Роковые сапоги (Теккерей) - страница 17

В нашем полку был один молодой человек, от которого мне перепадало не меньше трехсот фунтов в год. Звали его Добл. Был он сын портного, но желал, чтобы все думали, будто он - дворянин. Как легко было этого молокососа споить, обвести вокруг пальца, запугать! Он должен вечно благодарить судьбу, что она свела его со мной, потому что, попадись он кому другому, быть бы ему обобранным до последнего шиллинга.
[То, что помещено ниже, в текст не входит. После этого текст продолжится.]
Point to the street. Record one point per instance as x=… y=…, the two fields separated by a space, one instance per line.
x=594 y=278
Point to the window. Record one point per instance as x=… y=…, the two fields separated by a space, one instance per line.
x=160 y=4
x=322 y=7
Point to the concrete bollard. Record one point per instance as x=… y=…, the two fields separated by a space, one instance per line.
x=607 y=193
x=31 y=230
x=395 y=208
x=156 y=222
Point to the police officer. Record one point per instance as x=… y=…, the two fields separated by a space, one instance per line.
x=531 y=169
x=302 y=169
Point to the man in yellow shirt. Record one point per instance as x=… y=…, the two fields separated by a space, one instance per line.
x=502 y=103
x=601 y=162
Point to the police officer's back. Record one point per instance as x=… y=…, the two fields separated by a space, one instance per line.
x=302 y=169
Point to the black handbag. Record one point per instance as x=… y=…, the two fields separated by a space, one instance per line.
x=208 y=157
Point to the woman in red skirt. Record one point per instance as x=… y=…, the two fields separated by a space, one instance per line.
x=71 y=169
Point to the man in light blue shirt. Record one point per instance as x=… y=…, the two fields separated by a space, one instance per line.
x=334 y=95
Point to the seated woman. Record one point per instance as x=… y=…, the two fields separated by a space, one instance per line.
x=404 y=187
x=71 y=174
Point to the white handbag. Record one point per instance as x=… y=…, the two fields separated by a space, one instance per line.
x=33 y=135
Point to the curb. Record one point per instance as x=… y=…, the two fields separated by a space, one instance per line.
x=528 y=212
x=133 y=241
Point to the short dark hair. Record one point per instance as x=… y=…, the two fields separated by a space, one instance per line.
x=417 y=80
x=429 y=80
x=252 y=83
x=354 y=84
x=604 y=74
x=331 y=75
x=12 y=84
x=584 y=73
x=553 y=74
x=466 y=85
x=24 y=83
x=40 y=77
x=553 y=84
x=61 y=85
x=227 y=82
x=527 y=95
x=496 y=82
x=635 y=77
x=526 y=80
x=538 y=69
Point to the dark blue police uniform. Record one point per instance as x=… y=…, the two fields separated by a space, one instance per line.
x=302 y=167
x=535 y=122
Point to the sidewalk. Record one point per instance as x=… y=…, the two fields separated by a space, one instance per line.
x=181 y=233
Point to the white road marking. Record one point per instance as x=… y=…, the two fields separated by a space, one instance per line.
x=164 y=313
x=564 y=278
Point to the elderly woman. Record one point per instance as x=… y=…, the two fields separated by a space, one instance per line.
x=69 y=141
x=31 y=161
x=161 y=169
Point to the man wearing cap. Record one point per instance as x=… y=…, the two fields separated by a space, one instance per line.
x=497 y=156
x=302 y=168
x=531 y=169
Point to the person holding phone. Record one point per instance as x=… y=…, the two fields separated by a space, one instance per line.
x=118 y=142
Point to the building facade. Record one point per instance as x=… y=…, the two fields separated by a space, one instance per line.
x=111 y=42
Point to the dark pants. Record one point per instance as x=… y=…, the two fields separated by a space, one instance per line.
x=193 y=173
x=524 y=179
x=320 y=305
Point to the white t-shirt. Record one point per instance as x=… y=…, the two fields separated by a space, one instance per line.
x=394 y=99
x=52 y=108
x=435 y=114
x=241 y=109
Мы с прапорщиком Доблом были закадычные друзья. Я объезжал для него лошадей, выбирал шампанское и вообще делал все, что существо высшего порядка может сделать для ничтожества, - когда у ничтожества есть деньги. Мы были неразлучны, всюду нас видели вместе. Даже влюбились мы в двух сестер, как и положено молодым офицерам, - ведь эти повесы влюбляются в каждом местечке, куда переводят их полк.

Так вот, однажды, в 1793 году (как раз когда французы отрубили голову своему несчастному Людовику), нам с Доблом приглянулись девицы по фамилии Брискет, дочери мясника из того самого города, где квартировал в то время наш полк. Они, естественно, не устояли перед обаянием блестящих и веселых молодых людей со шпагами на боку. Сколько приятных загородных прогулок мы совершили с этими прелестными юными особами! Сколько веселых часов провели с ними в уютном ресторанчике с садом, сколько изящных брошей и лент подарили им (отец посылал Доблу шестьсот фунтов в год, и деньги у нас с ним были общие). Вообразите себе, как мы обрадовались, получив однажды записку такого содержания:

"Дарагие капетан Стабз и Добл, девицы Брискет шлют Вам превет и так как наш папинька наверно будит до двенадцати ночи в Ратуши мы имеем удавольствее прегласить их к чаю".

Мы, конечно, рады стараться. Ровно в шесть мы вошли в маленькую гостиную, что окнами во двор. Мы выпили больше чашек чая и получили больше удовольствия от общества прелестных дам, чем это удалось бы десятку людей заурядных. В девять часов на столе вместо чайника появилась чаша с пуншем, а на очаге - о, милые, чудесные девушки! - зашипели сочные, жирные отбивные к ужину. Мясники в те времена были не то что сейчас, и гостиная в их доме служила одновременно и кухней, - во всяком случае, так было у Брискета, потому что одна дверь из этой гостиной вела в лавку, а другая - во двор, как раз против сарая, где били скот.

И вот представьте себе наш ужас, когда в эту торжественную минуту мы вдруг слышим, как отворяется парадная дверь, в лавке раздаются тяжелые неверные шаги и сердитый голос хрипло кричит: "Эй, Сьюзен, Бетси! Дайте огня!" Добл побледнел как полотно, девицы стали краснее рака, один только я сохранил присутствие духа.